Stakeholders Commit To Improving Cartooning In Nigeria 

Posted on December 6, 2016

wole-soyinka-award
 
Stakeholders have committed to taking up the task of creating an enabling environment for the development of cartooning in the Nigerian news media.
This move occurred at the launch of the Art of the Cartoon: Imaging social realities programme, organised by the Wole Soyinka Centre for Investigative Journalism, WSCIJ, which held on Friday 2 December, 2016, in Alausa, Ikeja, Lagos.
At the end of the event, which was moderated by Art lecturer from the University of Lagos, UNILAG, Ganiyu Jimoh, cartoonists in attendance submitted that WSCIJ’s leadership at revitalising the art challenged them and held a meeting towards revamping the Cartoonists’ Association of Nigeria and work together for the benefit of the art.
Before then, Lai Oso, a Professor of Mass Communication at the Lagos State University School of Communications, who represented Professor Soyinka, mentioned that his experience as a four-time chairperson of the Wole Soyinka Award for Investigative Reporting proves that the quality of investigation in editorial cartooning is low.
He therefore advised that the art be improved.
According to him, cartoonists should focus on exposing other social realities apart from developing political pieces.
Wole Soyinka, in a video clip aired during the event, opined that images are often more powerful than words.
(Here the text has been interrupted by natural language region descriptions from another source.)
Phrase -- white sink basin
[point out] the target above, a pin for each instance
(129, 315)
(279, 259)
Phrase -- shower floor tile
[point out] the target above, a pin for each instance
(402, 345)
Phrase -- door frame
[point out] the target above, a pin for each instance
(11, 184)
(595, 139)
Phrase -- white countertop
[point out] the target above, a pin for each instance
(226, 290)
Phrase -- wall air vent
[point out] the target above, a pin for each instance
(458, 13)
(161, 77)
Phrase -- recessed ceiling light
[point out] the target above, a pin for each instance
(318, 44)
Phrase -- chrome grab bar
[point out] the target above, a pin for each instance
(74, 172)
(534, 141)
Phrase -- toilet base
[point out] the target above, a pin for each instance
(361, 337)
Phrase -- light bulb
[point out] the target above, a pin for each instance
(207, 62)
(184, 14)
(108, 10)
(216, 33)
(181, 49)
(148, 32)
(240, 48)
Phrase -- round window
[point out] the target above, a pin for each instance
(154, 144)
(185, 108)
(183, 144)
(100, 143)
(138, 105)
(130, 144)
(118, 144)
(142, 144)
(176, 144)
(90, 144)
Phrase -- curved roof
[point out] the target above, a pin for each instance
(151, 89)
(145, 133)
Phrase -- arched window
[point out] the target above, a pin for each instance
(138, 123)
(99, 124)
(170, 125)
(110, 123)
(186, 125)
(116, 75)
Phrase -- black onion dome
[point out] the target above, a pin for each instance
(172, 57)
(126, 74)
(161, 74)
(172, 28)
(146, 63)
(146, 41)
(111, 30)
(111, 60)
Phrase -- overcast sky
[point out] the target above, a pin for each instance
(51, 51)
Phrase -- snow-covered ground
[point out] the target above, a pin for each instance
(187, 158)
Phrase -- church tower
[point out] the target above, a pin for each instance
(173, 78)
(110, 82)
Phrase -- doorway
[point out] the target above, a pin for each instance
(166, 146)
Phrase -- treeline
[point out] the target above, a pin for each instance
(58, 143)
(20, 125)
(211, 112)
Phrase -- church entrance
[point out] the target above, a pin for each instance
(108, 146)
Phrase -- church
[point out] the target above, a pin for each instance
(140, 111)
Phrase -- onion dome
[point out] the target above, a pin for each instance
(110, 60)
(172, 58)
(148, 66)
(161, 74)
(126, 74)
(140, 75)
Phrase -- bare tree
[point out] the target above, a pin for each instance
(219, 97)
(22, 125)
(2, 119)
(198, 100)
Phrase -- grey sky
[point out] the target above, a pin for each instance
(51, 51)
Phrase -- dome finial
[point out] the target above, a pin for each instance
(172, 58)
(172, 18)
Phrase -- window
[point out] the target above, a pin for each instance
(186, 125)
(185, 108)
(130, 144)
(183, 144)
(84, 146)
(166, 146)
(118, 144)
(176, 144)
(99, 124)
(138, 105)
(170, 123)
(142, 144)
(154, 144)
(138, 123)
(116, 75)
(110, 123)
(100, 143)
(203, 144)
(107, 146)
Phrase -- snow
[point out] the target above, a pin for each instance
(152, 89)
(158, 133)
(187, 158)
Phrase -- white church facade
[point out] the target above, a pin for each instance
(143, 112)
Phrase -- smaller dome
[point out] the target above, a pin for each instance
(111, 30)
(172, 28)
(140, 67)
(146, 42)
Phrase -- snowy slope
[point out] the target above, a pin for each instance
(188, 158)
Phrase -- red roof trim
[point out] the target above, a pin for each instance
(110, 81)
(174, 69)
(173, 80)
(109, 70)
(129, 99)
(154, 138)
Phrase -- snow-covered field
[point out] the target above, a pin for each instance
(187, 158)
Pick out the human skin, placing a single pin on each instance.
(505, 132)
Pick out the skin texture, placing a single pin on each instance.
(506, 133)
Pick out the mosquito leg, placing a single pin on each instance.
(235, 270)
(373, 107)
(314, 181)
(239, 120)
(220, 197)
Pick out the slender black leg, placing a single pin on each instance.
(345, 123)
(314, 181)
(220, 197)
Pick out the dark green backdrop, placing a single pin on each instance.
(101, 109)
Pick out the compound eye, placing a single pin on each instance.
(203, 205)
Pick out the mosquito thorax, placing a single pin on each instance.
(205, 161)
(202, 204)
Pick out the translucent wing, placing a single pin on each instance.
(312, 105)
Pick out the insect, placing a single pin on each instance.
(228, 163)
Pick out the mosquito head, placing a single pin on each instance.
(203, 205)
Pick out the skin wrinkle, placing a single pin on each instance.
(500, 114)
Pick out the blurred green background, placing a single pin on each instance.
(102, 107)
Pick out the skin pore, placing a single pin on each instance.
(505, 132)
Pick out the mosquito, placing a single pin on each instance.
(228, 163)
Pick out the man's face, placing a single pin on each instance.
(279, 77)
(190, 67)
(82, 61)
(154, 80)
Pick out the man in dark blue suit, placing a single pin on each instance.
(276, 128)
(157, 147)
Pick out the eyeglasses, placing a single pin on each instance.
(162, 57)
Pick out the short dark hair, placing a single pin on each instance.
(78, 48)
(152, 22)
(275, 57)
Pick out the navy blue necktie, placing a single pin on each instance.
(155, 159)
He recalled how cartoonists served at the forefront of the fight against military rule in Nigeria when most of the other genres had been muffled by the dictatorship.
According to him, the very often witty, and sometimes in-your-face caricatures, laden with humour punctured the affiliates of power.
“It is very difficult to prove a case against the cartoonists,” said the Nobel Laureate.
WSCIJ Coordinator, Motunrayo Alaka, presented the preliminary draft report of a one-month monitoring of seven national newspapers – The Vanguard, The Punch, This Day, Business Day, The Guardian, New Telegraph, and Daily Trust, conducted by the WSCIJ.
The report highlights trends in cartooning in Nigeria. In particular, it reveals gaps in the genre, sighting poor satiric depth, lack of use of cartoons by the online media platforms, scarcity of female cartoonists and the absence of cartoonists on social media, among others.
Cartoonist and lecturer at UNILAG, Akin Onipede who was a discussant at the launch, posited that cartoons have the capacity to shape society.
According to him, cartoonists literally get away with murder compared with other reporters.
Onipede, however, lamented that the golden age of cartooning is gone and the profession is now endangered due to sundry challenges including, poor remuneration, relegation of cartoonists to the background in newsrooms and unavailability of cartooning as a course in tertiary institutions.
Ropo Sekoni, the Professor of English who chairs the WSCIJ Board of Trustees, in his remark, called attention to the first comic strip in Nigeria, the defunct, Aworerin, applauding its depth.
He emphasised that there must be ways to ensure cartoonists thrive in their trade. He went on to highlight the fact that poor educational quality makes the appreciation of what he calls “the epistemology of a good cartoon” difficult for the Nigerian audience.
According to him, this knowledge challenge endangers the art.
Senior Cartoonist at the Business Day and three-time winner of the Wole Soyinka Award for Investigative Reporting, Mike Asukwo, urged cartoonists to repackage their work, think outside the box and get their cartoons published through different means, notwithstanding the poor pay challenge in the Nigerian news media.
In his closing remark, former Editor of The Guardian newspaper, Jahman Anikulapo, who represented the Wole Soyinka Foundation, thanked all participants at the event while advising cartoonists to attend editorial meetings and aspire to the highest office in the newsroom.
The Art of the Cartoon programme was conceived by the WSCIJ to further the cause of news by multiple means.
The organisation seeks, in addition to its award category in editorial cartoon, to contribute to raising discussion on the status of cartooning in Nigeria’s news media.
It plans to use the initiative to develop the capacity of reporters in the genre, by stimulating the culture of satirical, investigative and humorous cartoons through training and mentoring.